Virginia Davis, senior in apparel design and production, said the crowd included women and men of various backgrounds.
“It was so diverse,” Davis said. “There were so many different people there. It’s not just about women. Everyone was represented. There was a feeling of community and solidarity.”
Despite the large crowd and intimidating atmosphere, Hunter Rose, senior in social sciences, said she grew more comfortable at the march.
“When we got to the march, we came in through the backside, then we went to the front, coming around the corner,” Rose said. “Then we saw and heard thousands of people with signs. I felt myself drawn forward and I just started crying. I was so moved by the energy that was there.”
Rose said she was initially concerned there would be violence.
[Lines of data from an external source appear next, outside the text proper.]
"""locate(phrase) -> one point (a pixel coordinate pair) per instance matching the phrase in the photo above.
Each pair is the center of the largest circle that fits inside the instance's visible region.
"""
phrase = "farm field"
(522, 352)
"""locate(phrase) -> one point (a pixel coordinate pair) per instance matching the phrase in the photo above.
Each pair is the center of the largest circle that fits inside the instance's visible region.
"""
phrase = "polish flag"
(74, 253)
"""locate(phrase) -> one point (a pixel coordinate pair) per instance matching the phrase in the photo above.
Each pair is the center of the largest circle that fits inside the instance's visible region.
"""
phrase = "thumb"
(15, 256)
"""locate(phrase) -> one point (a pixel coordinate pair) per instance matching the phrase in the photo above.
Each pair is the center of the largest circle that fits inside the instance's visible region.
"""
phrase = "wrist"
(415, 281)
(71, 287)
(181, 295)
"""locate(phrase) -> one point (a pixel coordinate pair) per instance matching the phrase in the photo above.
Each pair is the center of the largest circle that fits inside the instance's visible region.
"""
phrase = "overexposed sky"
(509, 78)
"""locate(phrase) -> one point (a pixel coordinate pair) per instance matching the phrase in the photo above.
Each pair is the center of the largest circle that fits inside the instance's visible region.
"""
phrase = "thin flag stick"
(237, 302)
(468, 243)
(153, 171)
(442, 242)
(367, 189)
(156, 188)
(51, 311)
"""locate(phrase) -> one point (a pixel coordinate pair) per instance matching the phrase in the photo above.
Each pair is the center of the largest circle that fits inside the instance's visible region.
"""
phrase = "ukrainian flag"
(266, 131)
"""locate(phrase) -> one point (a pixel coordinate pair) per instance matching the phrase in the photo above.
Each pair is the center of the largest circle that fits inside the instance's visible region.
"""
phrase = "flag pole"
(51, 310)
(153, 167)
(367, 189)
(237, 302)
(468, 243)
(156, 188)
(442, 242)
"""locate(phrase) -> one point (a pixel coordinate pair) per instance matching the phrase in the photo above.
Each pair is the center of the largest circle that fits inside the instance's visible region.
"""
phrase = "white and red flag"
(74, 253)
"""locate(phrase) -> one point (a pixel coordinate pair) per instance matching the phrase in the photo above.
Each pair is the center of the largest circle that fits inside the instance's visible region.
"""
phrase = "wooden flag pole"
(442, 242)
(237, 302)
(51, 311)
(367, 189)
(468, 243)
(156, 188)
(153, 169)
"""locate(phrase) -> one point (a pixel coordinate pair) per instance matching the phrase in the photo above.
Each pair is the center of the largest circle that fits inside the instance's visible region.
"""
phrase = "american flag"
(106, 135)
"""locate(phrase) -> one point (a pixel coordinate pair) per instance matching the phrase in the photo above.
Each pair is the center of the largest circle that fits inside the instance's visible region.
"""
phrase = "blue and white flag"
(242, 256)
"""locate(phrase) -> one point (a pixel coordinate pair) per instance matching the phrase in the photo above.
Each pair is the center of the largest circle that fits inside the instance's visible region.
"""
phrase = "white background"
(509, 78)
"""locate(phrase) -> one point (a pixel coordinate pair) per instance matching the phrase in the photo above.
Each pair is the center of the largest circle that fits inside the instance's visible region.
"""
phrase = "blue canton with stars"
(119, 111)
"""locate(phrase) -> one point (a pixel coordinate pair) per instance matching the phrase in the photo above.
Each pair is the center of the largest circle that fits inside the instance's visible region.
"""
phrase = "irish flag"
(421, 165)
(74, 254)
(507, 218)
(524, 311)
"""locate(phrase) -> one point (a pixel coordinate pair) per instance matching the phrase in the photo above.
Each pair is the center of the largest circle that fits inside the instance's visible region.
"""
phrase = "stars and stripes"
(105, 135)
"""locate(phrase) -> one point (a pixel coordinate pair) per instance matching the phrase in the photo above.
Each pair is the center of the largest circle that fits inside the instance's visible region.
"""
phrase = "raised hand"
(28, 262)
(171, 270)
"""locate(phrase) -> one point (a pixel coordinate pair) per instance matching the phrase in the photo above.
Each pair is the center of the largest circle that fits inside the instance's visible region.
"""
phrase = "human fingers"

“I was kind of scared there would be protests against us, or riots or violence, but none of that showed,” Rose said. “It was about support, love, solidarity, recognition and acceptance.”
Moore said she was glad the march also raised concern for issues affecting other groups.
“One major theme was intersectionality,” Moore said. “At the national level, I hope it will bring together all these groups that aren’t being heard. Like Black Lives Matter, the Native American water defenders and LGBTQ. You see them separately, but all these issues are tied together. Hopefully, this will tie together the groups.”
Annabelle Frese, junior in apparel and textiles, said the march highlighted the need for greater unity among cultural movements.
“People were asking, ‘Are we going to see you nice white women at the next (Black Lives Matter) rally?'” Frese said. “And I really hope that happens. We need to be supportive and have other movement’s backs. We need to be there for them in every way.”
Reeves-DeArmond said she felt empowered to be part of a worldwide group.
“We united to make our voices known and hear the strength of our collective,” Reeves-DeArmond said. “There’s something very powerful about physically standing in a group, cheering when you hear your interests represented and expressing your interests.”